Our public policies don’t do much to solve these problems. At the federal level, the U.S. Department of Education issued a call this week for states to update their NCLB-mandated state teacher equity plans. But those plans are toothless (they’re just plans) and are aimed at the wrong levers. Addressing statewide inequities would require policies like changing school funding formulas to drive more money to poorer schools. Some states have done this on their own volition, but updated state equity plans don’t need to include any actions at all.
Perhaps more importantly, district-level policies are a significant driver of inequitable distribution. Flat salary schedules that treat all teachers and teaching positions the same, regardless of challenge or need, provide no extra incentive for teachers to work in harder-to-serve schools. And district budgets that rely on “average” teacher salaries shortchange schools with less experienced staffs. There’s nothing in this week’s guidance that would force districts to re-evaluate these sorts of decisions.
A better path forward would appreciate the federalist nature of our education system. The federal government can’t compel local change, but that doesn’t mean there isn’t a federal role. I see at least four actions the federal government could take to address equity issues.

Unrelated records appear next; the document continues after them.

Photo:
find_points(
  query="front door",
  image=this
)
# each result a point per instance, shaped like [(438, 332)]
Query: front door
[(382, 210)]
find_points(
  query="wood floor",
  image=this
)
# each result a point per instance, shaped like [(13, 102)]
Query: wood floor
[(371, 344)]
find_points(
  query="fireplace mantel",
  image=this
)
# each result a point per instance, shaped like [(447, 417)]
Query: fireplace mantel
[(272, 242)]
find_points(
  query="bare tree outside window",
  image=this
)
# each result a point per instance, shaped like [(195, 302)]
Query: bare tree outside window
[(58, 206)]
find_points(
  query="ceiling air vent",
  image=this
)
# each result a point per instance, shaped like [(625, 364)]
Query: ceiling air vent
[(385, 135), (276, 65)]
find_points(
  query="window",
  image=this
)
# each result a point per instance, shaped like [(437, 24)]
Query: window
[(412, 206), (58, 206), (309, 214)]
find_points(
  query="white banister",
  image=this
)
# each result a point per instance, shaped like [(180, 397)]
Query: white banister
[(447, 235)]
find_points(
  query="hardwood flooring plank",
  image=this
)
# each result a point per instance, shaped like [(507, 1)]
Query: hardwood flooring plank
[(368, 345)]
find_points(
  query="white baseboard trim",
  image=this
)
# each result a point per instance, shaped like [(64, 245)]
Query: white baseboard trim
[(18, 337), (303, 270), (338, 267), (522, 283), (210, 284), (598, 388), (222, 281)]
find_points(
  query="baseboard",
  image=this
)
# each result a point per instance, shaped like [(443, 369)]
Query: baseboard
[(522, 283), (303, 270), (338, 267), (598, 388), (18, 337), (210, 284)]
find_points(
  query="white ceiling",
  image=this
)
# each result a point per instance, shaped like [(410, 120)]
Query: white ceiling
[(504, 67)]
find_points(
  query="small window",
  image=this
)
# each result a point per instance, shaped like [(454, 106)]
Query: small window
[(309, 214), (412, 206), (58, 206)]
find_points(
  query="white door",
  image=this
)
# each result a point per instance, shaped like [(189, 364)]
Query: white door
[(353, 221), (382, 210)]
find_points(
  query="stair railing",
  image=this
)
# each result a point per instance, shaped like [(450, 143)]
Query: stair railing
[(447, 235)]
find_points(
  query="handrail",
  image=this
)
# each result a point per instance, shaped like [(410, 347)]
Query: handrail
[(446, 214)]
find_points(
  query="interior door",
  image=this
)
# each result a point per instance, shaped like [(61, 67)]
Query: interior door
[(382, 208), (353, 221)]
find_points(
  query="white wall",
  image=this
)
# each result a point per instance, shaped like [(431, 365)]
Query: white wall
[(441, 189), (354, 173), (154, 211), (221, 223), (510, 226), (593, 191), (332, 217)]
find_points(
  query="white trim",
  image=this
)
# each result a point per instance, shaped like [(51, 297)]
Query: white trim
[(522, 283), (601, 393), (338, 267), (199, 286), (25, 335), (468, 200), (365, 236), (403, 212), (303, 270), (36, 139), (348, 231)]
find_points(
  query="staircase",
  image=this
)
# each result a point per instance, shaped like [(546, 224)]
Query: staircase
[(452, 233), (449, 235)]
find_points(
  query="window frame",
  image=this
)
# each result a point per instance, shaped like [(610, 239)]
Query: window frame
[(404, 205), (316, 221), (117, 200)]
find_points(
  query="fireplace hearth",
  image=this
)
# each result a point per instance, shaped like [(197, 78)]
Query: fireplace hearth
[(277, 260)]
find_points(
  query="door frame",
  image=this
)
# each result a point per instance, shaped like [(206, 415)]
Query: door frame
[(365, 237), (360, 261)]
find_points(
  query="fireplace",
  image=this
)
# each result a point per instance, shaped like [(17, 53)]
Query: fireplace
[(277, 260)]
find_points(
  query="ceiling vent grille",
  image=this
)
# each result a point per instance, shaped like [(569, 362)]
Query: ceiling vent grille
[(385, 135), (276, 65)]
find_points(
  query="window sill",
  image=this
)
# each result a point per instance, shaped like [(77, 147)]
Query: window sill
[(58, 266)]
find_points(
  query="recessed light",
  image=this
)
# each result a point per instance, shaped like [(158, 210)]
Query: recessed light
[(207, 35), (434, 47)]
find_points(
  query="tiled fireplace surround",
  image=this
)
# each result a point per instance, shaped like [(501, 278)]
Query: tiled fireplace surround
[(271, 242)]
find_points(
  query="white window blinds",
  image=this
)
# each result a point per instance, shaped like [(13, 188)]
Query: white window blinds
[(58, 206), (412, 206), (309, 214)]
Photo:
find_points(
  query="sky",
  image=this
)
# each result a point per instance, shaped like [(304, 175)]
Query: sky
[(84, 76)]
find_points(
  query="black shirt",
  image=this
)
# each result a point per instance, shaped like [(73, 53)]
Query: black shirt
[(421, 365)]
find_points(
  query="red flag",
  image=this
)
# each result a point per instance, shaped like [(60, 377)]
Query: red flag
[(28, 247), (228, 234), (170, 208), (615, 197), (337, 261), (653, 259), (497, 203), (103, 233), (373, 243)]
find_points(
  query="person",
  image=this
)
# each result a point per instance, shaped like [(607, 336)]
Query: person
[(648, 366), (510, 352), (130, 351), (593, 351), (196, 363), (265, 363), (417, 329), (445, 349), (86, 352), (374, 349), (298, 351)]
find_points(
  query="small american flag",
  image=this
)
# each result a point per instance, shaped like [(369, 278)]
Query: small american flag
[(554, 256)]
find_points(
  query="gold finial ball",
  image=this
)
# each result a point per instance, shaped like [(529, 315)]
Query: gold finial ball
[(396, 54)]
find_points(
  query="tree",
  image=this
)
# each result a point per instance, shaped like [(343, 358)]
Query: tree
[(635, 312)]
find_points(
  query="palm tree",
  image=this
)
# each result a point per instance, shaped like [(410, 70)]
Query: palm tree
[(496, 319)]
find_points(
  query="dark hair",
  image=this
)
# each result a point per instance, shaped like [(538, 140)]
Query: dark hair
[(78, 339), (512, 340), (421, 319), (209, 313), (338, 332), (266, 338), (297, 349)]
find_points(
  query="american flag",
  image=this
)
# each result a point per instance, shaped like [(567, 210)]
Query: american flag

One, while this week’s announcement included the news that the U.S. Department of Education will be releasing “State Educator Equity Profiles,” the data really need to be at the district- or school-level to drive meaningful change. Creating comparable, accessible, easy-to-understand data would be an appropriate federal role and be a big help to local policymakers and advocates.
Two, the federal government provides billions of dollars intended to support the educational outcomes of low-income students. Rules like the so-called comparability loophole–which allows districts to use average instead of actual teacher salaries for budget calculations–mean federal dollars are not getting to the schools and students who need them the most. goals. Closing the comparability loophole would provide an immediate benefit to low-income schools.
Three, the federal government has a role in ensuring that low-income and minority students have equal access to resources at least within the same district. Michael Petrilli called the Department’s recent warning that it would take a closer look at these within-district allocations “meddling,” but it’s shameful that our public policies disproportionately place students of color in schools with poor lighting, unsafe or temporary structures, and unequal access to technology and curriculum. We shouldn’t hold quotas for these things or try for perfect equality across all inputs, but the Office of Civil Rights should be involved when some groups of disadvantaged students get the worst of everything, even within the same district.
Four, if old and outdated district-level policies are driving inequities, the federal government should offer more competitive funding for districts seeking to update them. For example, while the Teacher Incentive Fund has historically focused on compensating teachers for their performance, we should also encourage districts to start compensating more teachers based on the difficulty of their job and the supply of people who can do it well. Even if we take performance out of the equation, we should try everything in our power to increase the supply of educators who want to take on the most challenging assignments.
In short, we’re not going to fix school– and district-level inequities with state plans. Intractable problems demand actions and policies, not just another round of plans.